Sitting still on a Summer afternoon

I fought my way through the wilds of accounting. I had weathered the kitchen and the laundry. I had even escaped the island of waiting-for-a-truck (rescued by a very pleasant driver who whisked away my two pallets of books.) I found myself washed up on the couch in my front room. I still had an endless list of things I could do, but all the urgent tasks for the day were done. Some of the remaining tasks were post-urgent. These are the things that are supposed to be done regularly, but never get done at all when life gets busy. I pondered the array of post-urgent tasks as I stared at the spot of dried chocolate shake on the hardwood floor which has been there for at least two months. By default my decision was to just sit and listen as my thoughts unwound and paraded through my consciousness. They paraded right back out again and I promptly forgot them all. This parade of thoughts is a necessary process, like sifting chaff from wheat.
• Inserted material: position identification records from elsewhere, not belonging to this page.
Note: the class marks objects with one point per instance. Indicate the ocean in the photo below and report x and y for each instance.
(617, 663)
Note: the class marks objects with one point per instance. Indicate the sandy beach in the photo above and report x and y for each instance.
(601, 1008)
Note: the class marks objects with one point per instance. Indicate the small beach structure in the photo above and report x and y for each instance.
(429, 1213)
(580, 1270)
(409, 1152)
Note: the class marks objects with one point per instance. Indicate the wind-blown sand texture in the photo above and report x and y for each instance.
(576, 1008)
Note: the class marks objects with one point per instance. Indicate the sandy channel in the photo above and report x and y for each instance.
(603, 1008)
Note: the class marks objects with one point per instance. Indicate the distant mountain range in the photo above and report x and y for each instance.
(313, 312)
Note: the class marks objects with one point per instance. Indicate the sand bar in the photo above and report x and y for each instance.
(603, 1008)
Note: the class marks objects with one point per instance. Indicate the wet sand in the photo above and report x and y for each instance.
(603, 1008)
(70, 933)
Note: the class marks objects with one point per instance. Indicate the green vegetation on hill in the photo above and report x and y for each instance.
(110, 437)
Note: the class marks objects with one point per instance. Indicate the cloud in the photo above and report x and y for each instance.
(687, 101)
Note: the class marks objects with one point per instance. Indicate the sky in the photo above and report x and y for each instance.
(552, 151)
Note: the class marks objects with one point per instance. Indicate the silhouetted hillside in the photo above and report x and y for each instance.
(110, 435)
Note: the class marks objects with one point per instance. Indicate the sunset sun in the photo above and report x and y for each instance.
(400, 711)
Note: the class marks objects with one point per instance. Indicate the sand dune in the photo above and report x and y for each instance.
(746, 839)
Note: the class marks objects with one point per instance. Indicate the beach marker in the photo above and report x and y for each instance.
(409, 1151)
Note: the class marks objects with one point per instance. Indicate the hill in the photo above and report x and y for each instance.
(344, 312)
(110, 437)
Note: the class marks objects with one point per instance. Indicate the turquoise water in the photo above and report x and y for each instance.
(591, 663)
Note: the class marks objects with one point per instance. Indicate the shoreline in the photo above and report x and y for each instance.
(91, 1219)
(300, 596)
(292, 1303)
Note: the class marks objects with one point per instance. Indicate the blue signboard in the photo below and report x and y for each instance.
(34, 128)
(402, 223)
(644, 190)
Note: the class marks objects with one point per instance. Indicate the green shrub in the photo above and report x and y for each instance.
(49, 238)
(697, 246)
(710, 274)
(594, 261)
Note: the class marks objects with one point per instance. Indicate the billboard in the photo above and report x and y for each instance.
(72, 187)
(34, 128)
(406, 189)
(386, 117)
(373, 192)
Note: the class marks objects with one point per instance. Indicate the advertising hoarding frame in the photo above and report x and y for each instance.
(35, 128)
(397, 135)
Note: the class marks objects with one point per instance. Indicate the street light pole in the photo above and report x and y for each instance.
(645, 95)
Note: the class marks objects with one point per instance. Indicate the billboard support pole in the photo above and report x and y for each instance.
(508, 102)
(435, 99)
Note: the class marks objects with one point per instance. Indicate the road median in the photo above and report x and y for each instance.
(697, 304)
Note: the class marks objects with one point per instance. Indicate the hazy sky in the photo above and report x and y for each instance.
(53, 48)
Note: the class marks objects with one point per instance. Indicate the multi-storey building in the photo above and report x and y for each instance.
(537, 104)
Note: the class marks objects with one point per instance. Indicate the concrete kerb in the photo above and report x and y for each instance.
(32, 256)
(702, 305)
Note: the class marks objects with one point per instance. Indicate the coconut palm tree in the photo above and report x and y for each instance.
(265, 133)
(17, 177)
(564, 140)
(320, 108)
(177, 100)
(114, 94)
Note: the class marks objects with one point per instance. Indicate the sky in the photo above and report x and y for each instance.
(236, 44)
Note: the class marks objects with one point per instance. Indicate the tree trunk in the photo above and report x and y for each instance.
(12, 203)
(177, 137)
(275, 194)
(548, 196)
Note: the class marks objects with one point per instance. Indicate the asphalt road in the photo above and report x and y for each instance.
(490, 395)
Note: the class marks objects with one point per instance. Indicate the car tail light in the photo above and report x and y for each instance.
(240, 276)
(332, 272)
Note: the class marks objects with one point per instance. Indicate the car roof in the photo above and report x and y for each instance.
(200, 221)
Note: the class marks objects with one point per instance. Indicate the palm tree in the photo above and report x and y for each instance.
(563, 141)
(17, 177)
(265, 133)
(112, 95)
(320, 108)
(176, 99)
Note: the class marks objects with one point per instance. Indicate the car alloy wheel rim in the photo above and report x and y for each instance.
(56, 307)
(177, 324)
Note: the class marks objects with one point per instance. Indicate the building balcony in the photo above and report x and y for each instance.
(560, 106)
I’ve been shoving thoughts into the back of my brain indiscriminately. The important thoughts will come back around for another pass the others will wisp away and my brain will be less cluttered.

I had not been sitting long (maybe ten minutes maybe thirty, it is something of a timeless state, but regardless of actual time, the thought parade had only begun) when Link came into the room and sat down in the rocking chair across from me to read a book. Reading is a quiet activity. I like my kids to read. It seems that Link’s reading should not have disturbed my thought processes, but it did. There was another person in my visual space. It was like a weight dropped into the middle of a rubber sheet which changes the landscape. I was trying to decide whether to attempt evicting Link, or whether to find a different alone space, or whether to give up on the thought parade for a bit. I had not come to any conclusions, when Gleek also wandered into the room with a ball of yarn. She wanted to make a yarn doll and needed a second pair of hands to wrap the yarn around. Once my hands were no longer needed, she sat next to me on the couch carefully crafting a small bundle of yarn upon which she bestowed a name. Then Patch wandered into the room with a small construction he’d made out of lego bricks. He climbed into my lap and proceeded to play a game which required the deconstruction and re-construction of the bricks multiple times in various configurations.

It was rather like gravity. For the first time in weeks mom was sitting still and not doing anything in particular. Like little planetoids these three people spiraled in close and orbited happily while doing their own things. It seems that half of the parenting job these days consists of just being a stable center point around which they can orbit and off of which they can rebound. This will be more true the older they get, until they are ready to fly off and form their own stable systems. The presence of the children obstructed the parade of thoughts, but showed me why it is important for me to make empty spaces in my days and in my life. There need to be times for just sitting, for offering my hands as a doll maker’s form, for being the platform from which adventures are constructed, times for just being there.